# Hitting



## CLD6 (Sep 10, 2013)

We have recently adopted a little boy. He has lived with us for just over 3 month and is now 19 months old. We feel he is starting to attach to us, however we have some issues with him hitting me round the face. Sometimes it is in frustration if he wants me to put him down but sometime he comes over for a cuddle or climbs on my lap and hits me for no obvious reason. He never hits my husband. We are not sure how to stop this behaviour, we have tried calmly saying no hitting and moving him off of me, I have used a sterner tone but he has just laughed in my face and did it again. We are very aware that we don’t want to shame him or make him feel like we are rejecting him but we don’t know where to go from here. Can anyone offer any advice? Thank you x


----------



## GERTIE179 (Apr 20, 2005)

Hi,
I didn't want to read and run. Just wanted to say many of us have been there (I do remember these early days with a toddler who had lots of feelings and not enough vocabulary). Three months is still extremely early days & your bond is still growing.

This thread might be helpful for you for ideas. Most of ours we just rode out but I did feel a bit abused for a long time as his outbursts were directly at me most of the time.

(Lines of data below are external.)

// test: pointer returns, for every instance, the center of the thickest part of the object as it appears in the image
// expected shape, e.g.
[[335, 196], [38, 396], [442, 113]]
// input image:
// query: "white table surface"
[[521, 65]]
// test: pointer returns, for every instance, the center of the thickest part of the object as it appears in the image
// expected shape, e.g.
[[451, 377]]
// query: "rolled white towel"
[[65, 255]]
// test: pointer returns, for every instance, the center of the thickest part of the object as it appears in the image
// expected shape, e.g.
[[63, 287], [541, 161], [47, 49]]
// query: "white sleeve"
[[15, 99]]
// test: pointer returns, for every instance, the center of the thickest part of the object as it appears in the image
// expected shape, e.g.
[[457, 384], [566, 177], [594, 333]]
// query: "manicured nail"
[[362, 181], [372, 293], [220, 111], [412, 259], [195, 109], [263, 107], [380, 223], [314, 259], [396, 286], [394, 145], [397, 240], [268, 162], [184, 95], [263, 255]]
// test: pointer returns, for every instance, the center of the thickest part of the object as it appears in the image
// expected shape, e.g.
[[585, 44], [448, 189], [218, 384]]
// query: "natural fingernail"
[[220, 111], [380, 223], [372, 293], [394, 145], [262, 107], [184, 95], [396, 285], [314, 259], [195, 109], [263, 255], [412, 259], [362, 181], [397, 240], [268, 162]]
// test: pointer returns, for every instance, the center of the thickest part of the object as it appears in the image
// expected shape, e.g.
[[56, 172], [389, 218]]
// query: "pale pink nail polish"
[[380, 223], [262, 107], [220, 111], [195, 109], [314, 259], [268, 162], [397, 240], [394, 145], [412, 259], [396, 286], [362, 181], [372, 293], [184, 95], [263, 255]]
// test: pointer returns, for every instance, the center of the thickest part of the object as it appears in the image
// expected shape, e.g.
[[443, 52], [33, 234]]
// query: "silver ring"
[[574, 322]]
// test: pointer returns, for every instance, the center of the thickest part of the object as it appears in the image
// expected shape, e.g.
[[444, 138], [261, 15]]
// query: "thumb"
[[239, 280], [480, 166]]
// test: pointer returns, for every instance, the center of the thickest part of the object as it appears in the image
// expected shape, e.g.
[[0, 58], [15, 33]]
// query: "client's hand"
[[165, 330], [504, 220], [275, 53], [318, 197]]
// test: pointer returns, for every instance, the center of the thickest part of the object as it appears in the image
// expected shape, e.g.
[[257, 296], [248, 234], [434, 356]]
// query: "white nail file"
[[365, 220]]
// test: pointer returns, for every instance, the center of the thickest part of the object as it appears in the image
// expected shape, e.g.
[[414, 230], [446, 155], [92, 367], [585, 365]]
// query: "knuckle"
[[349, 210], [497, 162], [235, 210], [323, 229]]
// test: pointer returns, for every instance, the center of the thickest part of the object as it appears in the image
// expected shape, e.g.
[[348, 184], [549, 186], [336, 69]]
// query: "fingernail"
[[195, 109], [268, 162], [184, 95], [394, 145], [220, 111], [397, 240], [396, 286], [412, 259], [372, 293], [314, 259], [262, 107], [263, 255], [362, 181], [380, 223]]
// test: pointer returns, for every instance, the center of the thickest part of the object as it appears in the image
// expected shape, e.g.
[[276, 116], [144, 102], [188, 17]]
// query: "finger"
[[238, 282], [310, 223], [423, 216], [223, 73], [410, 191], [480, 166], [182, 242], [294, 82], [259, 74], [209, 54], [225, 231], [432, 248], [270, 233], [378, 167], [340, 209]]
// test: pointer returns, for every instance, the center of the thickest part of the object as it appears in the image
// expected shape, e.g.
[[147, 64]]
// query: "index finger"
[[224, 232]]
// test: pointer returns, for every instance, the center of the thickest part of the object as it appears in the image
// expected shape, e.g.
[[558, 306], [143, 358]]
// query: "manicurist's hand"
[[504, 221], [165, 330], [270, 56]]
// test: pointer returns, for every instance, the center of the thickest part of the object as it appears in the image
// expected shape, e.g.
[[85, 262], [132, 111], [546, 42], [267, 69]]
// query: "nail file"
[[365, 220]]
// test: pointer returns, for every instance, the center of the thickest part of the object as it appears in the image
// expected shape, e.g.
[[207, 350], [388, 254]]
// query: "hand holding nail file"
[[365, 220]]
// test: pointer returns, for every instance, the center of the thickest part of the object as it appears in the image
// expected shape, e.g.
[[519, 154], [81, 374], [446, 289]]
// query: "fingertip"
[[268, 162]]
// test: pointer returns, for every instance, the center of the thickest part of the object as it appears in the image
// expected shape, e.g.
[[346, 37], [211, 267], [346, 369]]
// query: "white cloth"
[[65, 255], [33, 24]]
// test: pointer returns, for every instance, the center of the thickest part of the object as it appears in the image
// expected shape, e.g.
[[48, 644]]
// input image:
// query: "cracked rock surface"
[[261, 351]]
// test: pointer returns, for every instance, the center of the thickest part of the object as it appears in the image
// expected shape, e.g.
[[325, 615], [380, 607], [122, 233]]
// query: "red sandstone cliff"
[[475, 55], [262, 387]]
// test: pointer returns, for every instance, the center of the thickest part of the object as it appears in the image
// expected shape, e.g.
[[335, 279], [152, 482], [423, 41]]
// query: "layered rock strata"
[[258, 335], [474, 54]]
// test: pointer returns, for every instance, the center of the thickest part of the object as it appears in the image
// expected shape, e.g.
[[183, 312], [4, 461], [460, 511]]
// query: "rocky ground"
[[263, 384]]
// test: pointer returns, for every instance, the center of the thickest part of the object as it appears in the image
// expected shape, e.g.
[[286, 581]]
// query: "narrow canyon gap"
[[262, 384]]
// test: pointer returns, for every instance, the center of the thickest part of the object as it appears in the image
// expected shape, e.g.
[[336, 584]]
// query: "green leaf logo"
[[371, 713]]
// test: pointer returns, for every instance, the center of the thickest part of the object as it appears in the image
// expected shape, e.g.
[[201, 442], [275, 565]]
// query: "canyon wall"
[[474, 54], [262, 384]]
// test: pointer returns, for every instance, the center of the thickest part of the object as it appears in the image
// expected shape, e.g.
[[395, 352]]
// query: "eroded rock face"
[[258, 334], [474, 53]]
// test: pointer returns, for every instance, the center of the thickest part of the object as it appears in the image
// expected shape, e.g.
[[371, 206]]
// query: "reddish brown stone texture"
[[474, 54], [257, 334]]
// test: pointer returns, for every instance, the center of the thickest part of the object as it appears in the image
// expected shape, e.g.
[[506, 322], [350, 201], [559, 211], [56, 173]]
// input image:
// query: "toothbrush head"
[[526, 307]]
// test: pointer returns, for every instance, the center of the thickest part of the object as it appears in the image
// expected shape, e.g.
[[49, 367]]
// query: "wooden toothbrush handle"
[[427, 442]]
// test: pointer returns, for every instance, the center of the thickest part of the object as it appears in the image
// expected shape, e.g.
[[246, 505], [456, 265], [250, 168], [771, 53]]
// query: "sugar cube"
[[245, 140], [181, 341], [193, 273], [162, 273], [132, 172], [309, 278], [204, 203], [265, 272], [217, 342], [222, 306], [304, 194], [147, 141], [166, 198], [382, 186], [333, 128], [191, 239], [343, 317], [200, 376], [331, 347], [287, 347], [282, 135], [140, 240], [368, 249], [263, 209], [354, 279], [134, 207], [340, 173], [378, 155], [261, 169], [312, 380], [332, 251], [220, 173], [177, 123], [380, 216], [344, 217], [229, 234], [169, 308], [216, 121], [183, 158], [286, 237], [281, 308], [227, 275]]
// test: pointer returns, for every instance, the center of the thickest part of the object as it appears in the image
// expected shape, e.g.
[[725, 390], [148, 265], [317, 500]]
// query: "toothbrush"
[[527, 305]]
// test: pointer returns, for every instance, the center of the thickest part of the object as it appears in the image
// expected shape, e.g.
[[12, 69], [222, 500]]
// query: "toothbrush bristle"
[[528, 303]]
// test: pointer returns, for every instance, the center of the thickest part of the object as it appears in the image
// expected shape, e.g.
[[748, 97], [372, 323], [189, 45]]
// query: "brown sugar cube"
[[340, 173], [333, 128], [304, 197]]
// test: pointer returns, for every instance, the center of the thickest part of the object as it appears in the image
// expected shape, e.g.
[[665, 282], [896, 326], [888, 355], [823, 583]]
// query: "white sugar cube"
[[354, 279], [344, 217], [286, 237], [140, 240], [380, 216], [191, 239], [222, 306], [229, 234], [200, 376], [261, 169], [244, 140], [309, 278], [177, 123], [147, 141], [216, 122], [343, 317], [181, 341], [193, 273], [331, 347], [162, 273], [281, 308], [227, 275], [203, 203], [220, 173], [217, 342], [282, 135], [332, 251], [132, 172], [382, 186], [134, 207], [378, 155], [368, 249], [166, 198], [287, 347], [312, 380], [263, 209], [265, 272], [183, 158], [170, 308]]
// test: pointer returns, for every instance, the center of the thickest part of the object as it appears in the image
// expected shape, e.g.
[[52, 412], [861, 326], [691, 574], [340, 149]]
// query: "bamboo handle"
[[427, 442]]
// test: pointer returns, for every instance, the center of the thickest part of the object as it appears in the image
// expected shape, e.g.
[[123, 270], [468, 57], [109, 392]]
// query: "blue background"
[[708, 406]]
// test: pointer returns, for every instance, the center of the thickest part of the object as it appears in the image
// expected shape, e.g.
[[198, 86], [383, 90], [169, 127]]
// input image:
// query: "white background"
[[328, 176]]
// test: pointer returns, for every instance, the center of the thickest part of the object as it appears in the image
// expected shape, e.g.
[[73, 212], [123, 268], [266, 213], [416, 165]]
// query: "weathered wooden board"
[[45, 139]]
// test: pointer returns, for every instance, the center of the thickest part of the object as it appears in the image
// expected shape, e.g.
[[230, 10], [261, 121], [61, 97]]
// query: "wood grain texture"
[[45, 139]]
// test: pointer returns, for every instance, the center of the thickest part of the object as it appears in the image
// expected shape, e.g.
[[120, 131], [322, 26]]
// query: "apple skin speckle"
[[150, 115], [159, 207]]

http://www.fertilityfriends.co.uk/forum/index.php?topic=359265.msg6574489;topicseen#msg6574489

Xx


----------



## CLD6 (Sep 10, 2013)

Thank you so much for your reply. I cannot access that link , do I need special permission? X


----------



## LunaWop (Jun 16, 2015)

Hi,

I hope you don't mind me replying. I don't have experience with adopted children, but my son is 21 months old and also had been going through a hitting phase. We have started (very short!) timouts in the "naughty corner" since in our case it was obvious that he could understand that he wasn't supposed to do it but still kept at it for defiance. It is a phase and it's getting better, though he still does it when he is overexcited. I think sometimes it's frustration and other times he only misjudged his strength (and was actually aiming for more gentle pats). Of course we limit timeouts to the corner, and only after telling him a couple of times...

Best of luck!


----------



## GERTIE179 (Apr 20, 2005)

Please don’t do time out with children who’ve had separation this is likely to increase their anxiety and in return behaviours are likely to increase or escalate.
X


----------



## Helend75 (Dec 9, 2012)

You’ve likely considered it already, but my lb came home at 21 months & after 4 months went through a horrible slapping phase, repeatedly, and directed to my face. It presented itself mainly when getting in & out of the car seat. Unfortunately I live in a village with no shops etc & after 4 months was starting to trial different playgroups so going out was completely unavoidable. I tried to reduce the Number of journeys rather than do something on s morning, come home have lunch then get in the car again in the afternoon. Although it seemed truly awful at the time the phase was pretty short lived in the grand scheme (a month maybe?). I tried to hold his hands whenever possible (often in a preemptive move!!) & when he did it placed him on the shoe step & stayed with him, often holding his hands until his hitting hands had gone away. He would laugh (which infuriated OH!) and would often just restart the hitting, but we were consistent in what we said to him.
Is there a trigger you can think of?
Rarely, the hitting hands still come out (& then it tends to be a single, angry flash of a hand that knows better!! & I’ll remind him that he can hit a cushion or bang his hands (like a drum) on the arm of the sofa but that we do not hit people as that can hurt.
We were still under ss when it was happening & my sw mentioned a book but felt he was a bit young for it (hands are not for hitting?)


----------



## Baking Queen (Jul 7, 2014)

My little girl is almost 17 months and she hits and bites me but nobody else. I’ve been saying ‘no’to her very firmly and removing her from my lap when she does it. I think it’s more likely to be a developmental stage.  
BQ. xx


----------



## CLD6 (Sep 10, 2013)

Thank you Helend75 for your advice. When he first came home he definitely preferred my husband to me and I was the brunt of head butts and hitting. The head butts stopped after the first few weeks but the hitting has continued. Sometimes there is a obvious trigger like the car seat or picking him up to cross the road but he wanted to walk etc but the difficult ones for me are when we are having fun playing or he is sitting on my lap and there is no obvious reason. I am really struggling with how to deal with it as I am very wary of damaging the bond we have started to build. At the moment I am just saying ‘no hitting’ and putting him down (but staying in the same room) I am always questioning things he does as to whether he is just being a toddler or whether certain behaviours are due to his circumstances. It makes you over think everything


----------



## -x-Lolly-x- (Feb 3, 2012)

As crazy as it sounds him directing this at you isn’t necessarily a bad thing, as he must perceive you as ‘safe’ enough to show his true feelings too. He has learnt you will not hurt him back and that he has a level of trust in you that he doesn’t for others, where he is containing. I think your approach is the right one, firm message given but staying close to him. Time in as opposed to time out is much more appropriate with our kids. I think often behaviours can be the same as their peer group, but the severity or the reasons behind them are very different for children with developmental trauma / attachment difficulties. You’re doing great xxx


----------